Sliding versus bifold

Edward Stobart of ID Systems looks at how recent trends in residential glazing are affecting the sliding versus bifold doors debate

For the past two decades, the trends in home design and customer demand have seen significant shifts when it comes to glazing requirements. While the same can be said for commercial buildings and even public sector projects, the trends have been even more obvious and more varied in the residential sector.

Driven equally by the aspirations of end-clients, the innovation of architects and the development of glass technology, the specification of glazed doors have shifted backwards and forwards over the past two decades.

At the heart of the trends has been the growth of the open-plan kitchen and living space. Whether it’s achieved by extension, renovation, remodel or complete new-build, the desire for larger, more spacious kitchens have had a significant impact well beyond the choice of cabinets and layout of appliances.

For an increasing number of people, a modern lifestyle means staggered working hours and less time together as a family, meaning that catching up all together around the dinner table happens less and less. Add into the mix modern technology and wifi connections and watching TV, listening to music or being online can be done from anywhere in the home.

This has contributed to the rise of open-plan house layouts, as occupants make an effort to stay connected to one another.

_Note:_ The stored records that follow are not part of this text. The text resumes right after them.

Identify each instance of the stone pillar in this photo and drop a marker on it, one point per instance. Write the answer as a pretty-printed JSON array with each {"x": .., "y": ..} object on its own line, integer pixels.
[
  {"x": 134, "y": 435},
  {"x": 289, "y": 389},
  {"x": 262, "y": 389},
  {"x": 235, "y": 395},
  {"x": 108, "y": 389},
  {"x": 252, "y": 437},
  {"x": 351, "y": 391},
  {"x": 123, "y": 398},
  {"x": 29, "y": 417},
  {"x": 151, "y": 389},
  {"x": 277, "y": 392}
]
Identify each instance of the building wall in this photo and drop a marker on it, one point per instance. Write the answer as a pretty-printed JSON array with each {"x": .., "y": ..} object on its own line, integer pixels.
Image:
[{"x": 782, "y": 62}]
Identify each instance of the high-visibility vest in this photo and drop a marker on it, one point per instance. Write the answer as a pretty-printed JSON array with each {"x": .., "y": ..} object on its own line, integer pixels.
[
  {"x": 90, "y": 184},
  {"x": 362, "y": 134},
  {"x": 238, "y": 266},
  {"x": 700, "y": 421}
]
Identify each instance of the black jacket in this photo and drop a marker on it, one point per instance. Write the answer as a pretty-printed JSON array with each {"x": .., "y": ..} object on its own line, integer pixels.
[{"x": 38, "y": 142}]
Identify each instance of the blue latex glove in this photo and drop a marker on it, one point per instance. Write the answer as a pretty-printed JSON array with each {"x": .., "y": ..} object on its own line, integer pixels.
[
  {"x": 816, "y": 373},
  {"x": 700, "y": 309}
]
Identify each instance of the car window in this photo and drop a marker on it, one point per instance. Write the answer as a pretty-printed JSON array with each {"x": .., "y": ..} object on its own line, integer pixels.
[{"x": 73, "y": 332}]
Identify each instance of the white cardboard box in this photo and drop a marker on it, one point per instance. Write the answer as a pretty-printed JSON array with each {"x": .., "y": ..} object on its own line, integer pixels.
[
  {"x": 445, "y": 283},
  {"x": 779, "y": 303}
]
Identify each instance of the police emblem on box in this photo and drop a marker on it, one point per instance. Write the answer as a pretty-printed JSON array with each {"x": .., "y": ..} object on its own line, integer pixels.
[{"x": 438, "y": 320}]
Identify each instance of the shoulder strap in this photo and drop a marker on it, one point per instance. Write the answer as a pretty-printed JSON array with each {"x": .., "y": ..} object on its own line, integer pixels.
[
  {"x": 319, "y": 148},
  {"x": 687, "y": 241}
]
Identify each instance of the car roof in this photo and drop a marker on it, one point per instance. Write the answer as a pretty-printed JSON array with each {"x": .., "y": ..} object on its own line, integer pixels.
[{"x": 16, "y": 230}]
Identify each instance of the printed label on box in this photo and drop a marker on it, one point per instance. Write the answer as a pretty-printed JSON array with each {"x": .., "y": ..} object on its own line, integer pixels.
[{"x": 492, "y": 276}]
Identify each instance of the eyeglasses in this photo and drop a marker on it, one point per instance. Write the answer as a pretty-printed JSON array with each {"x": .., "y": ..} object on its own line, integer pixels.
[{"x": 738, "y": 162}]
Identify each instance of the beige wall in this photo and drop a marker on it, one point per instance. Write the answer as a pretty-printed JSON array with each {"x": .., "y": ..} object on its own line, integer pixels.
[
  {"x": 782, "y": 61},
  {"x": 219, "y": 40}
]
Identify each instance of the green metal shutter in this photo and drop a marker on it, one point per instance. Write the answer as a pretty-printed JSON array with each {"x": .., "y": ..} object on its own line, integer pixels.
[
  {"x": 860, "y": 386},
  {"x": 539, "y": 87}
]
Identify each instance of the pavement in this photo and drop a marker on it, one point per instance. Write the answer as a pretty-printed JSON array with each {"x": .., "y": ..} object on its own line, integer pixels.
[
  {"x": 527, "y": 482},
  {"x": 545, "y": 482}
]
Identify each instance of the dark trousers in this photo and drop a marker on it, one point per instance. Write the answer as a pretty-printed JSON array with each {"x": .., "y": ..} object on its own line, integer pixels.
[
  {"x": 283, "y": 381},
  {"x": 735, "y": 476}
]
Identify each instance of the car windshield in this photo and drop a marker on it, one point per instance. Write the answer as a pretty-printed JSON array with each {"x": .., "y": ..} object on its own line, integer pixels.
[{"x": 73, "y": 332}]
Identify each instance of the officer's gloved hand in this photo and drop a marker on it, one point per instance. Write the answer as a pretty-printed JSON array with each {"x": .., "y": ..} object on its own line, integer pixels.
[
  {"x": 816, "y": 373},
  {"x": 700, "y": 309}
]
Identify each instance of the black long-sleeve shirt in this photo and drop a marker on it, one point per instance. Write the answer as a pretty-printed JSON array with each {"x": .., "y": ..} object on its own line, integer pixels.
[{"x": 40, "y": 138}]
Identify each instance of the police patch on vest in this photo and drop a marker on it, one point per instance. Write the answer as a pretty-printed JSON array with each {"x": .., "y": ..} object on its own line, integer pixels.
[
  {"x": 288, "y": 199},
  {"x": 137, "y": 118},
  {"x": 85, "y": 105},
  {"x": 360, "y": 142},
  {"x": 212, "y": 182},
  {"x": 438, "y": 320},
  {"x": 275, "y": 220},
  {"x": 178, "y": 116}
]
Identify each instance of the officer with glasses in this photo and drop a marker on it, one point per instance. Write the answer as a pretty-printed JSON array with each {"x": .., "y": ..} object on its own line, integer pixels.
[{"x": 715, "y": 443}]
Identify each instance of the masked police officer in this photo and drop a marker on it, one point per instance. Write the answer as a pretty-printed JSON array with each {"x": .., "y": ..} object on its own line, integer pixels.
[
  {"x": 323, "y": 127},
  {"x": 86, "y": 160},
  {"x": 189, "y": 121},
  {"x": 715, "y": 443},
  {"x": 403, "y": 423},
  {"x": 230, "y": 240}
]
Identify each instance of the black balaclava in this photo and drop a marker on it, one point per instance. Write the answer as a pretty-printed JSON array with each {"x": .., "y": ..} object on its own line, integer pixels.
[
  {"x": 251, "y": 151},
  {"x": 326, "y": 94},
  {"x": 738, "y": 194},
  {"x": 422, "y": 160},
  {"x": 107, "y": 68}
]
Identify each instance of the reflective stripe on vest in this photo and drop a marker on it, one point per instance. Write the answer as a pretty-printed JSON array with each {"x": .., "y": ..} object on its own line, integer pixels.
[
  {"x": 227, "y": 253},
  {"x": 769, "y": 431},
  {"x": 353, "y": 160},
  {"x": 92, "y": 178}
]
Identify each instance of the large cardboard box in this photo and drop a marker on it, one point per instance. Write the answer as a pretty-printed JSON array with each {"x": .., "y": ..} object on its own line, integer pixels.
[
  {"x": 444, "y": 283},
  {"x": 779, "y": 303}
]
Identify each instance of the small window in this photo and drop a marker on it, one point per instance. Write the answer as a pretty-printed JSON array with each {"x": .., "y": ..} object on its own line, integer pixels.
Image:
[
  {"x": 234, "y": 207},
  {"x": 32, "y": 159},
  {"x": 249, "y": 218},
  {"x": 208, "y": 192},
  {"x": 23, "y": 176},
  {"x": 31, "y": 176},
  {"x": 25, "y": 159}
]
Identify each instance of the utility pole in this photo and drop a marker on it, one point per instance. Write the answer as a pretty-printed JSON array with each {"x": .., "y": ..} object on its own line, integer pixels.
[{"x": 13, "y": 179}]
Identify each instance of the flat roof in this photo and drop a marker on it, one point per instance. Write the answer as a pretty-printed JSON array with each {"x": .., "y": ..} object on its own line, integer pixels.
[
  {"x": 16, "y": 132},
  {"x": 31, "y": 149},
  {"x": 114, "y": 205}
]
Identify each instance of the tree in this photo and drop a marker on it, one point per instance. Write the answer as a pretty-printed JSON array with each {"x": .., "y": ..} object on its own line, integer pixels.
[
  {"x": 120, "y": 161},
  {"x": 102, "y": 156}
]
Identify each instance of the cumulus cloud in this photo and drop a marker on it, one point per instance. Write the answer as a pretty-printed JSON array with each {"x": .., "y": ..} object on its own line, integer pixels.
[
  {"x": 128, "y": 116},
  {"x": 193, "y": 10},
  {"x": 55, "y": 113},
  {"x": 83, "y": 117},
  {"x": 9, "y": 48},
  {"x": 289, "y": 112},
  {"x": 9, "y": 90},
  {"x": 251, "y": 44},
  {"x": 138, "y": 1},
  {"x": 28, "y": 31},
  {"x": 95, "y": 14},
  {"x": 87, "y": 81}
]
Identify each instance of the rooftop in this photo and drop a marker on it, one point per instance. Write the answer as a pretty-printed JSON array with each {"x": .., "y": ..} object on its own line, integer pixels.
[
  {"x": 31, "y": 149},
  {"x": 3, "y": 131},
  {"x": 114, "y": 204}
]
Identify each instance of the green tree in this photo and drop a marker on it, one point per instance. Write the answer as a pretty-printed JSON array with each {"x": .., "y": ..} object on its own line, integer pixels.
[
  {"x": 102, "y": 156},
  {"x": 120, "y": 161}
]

Having settled upon an open-plan living space for the whole family, the next steps are to fill these spaces full of natural light and to break down the boundaries between inside and out.

For the first 10 years of the 21st century, the trend in achieving this was focused on large glazed folding doors. The concertina design allowed for larger openings filled with glass that slid and stacked to one end to create a seamless transition between the home and garden.

Originally an import from continental Europe where the long, consistently warm and sunny days are perfectly suited for having the doors open, the limitations of folding doors comes with the changeable British climate and particularly when the doors are closed, because with narrower panels and larger frames there is more obstruction to the view out and the light let in.

For this reason the past decade has very much seen the trend switch to sliding doors, where the huge panels (up to 3 m across and minimal sightlines down to an incredibly slim 20 mm) make them far more suited to being closed. The slender frames provide an almost completely unobstructed view helping to breakdown the boundaries between inside and out and to create contemporary, light-filled spaces in the house.

What we have seen over the past decade has been a more educated and informed end-client. They are much more comfortable with the products that are available to them and we know from talking to architects on a regular basis that has allowed the style of door to play a greater role in the briefing process and the design of the project. We are now in a position where it is very rare for an architect-specified project to contain bifold doors, which would never have been the case 10 years ago.

In recent years the choice between door systems has been expanded to include slide and turn doors with systems. With narrow frames like sliding doors but with the ability to slide and stack the panels at one end just like bifold doors, this style of door provides an innovative third option. Without the requirement for a fixed frame like a sliding door, slide and turn systems can maximise the opening when the doors are stacked to one end and yet with slender 45 mm sightlines they allow for larger panes of glass with less visible frame.